The new law is “asserting extraterritorial jurisdiction over every person on the planet,” wrote Donald Clarke, a professor of law at George Washington University. Alarmingly, the law has an even broader reach than mainland Chinese criminal law, which only holds a foreigner liable for a crime committed outside of China if the effect of that crime occurs in China. Hong Kong’s nationals security law has no such limitation, Clarke explained. “If you’ve ever said anything that might offend the [Chinese] or Hong Kong authorities, stay out of Hong Kong.”

In a travel advisory, Canada is already warning its nationals of an “increased risk of arbitrary detention and “possible extradition to mainland China.” Two Canadian nationals, Michael Kovrig and Michael Spavor, were recently charged with espionage having been detained in China since 2018, ostensibly in retaliation for the arrest of Huawei’s CFO in Vancouver. The UK also noted an “increased risk of detention, and deportation for a non-permanent resident” in its latest travel advisory for Hong Kong.

Eric Cheung, a law professor at the University of Hong Kong, said that (link in Chinese) “all 8 billion people on Earth should closely study Hong Kong’s national security law,” lest they get swept up by the law and regret it.
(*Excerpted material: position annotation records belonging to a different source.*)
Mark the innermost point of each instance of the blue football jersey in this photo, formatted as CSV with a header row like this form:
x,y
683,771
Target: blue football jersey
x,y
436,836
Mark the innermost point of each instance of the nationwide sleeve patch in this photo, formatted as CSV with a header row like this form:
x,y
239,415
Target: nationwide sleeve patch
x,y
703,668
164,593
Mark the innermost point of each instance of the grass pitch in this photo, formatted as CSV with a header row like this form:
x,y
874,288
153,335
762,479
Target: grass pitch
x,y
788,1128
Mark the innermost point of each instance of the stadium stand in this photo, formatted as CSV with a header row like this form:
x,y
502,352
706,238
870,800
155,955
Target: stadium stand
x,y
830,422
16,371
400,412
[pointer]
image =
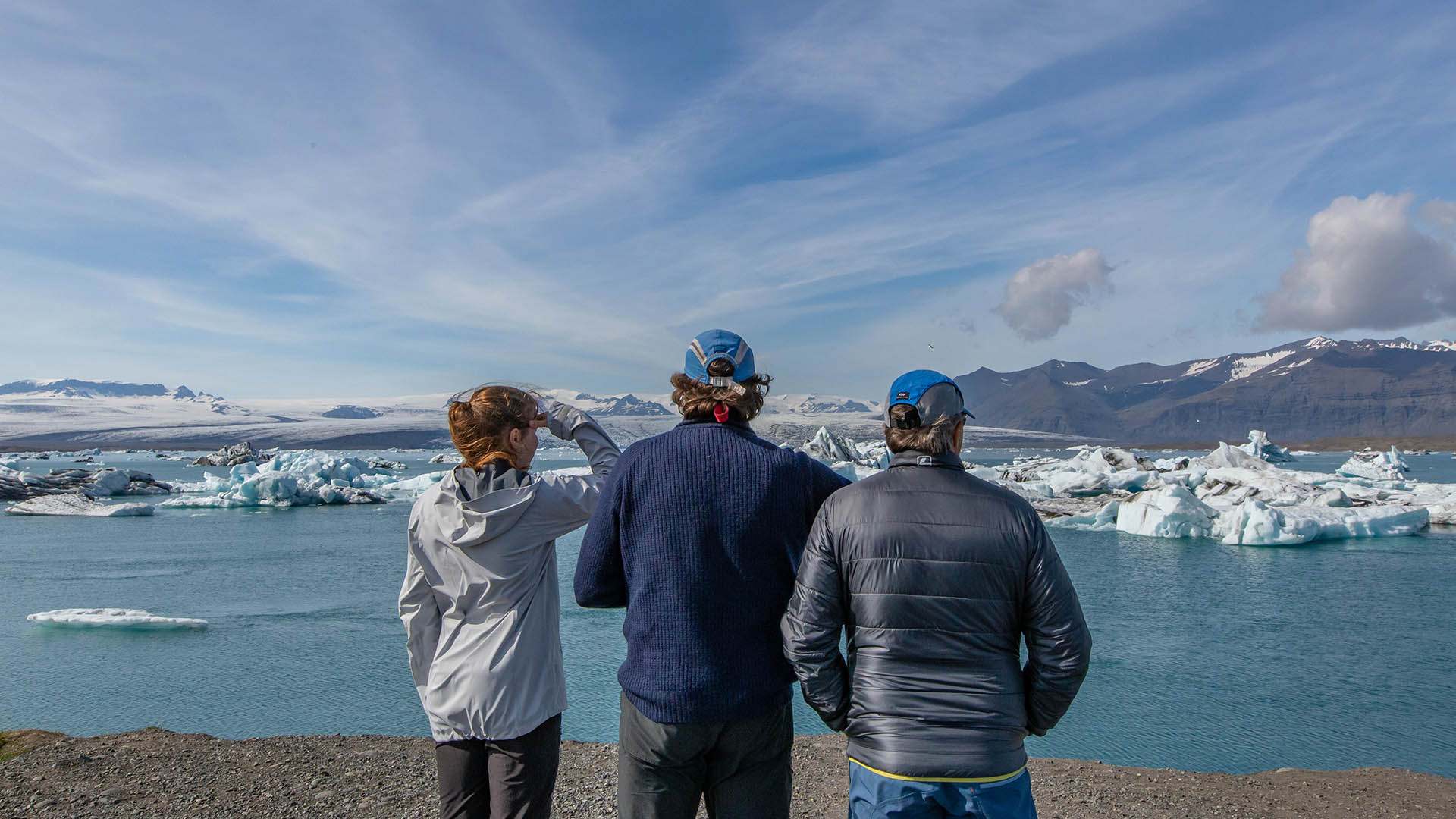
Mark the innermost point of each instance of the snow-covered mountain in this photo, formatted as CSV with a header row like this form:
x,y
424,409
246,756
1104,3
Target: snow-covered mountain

Another aspect of the law that pertains to foreigners and foreign organizations operating in Hong Kong is article 54, which authorizes the state to “take necessary measures” to step up its scrutiny of international NGOs and media organizations. This, coupled with the law’s broad criminalization of “collusion with foreign forces,” augurs a crackdown on press freedom and harassment of NGOs akin to the situation on the mainland.

The national security law was drafted by Beijing with essentially no involvement by the Hong Kong government, which did not even see the full text of the law until the day of its passage. It broadly criminalizes four crimes: secession, subversion of state power, terrorism, and foreign collusion. But in keeping with mainland Chinese jurisprudence, the definition of these crimes is so vague and subjective as to be almost infinitely applicable, and what was once protected speech in Hong Kong can now be prosecuted as crimes that carry up to life imprisonment.

In a statement, US secretary of state Mike Pompeo said the US “will not stand idly by while China swallows Hong Kong into its authoritarian maw.” In the run-up to the national security law’s passage, the US had already imposed sanctions on Chinese officials and halted exports of defense and sensitive technologies to Hong Kong. Pompeo’s latest statement hints at more punitive measures to come—a move that some Hong Kong protesters hope will make Beijing pay for its crackdown on the city.

Under the law, Beijing’s central government will also be authorized for the first time to officially set up a security office in Hong Kong and have jurisdiction over cases related to national security. The mainland Chinese security agents operating in Hong Kong are given sweeping investigatory powers, and are not subject to Hong Kong law if they’re carrying out “official duties.” Defendants in cases overseen by this mainland security office may also be extradited to China, where their right to a fair trial is not guaranteed.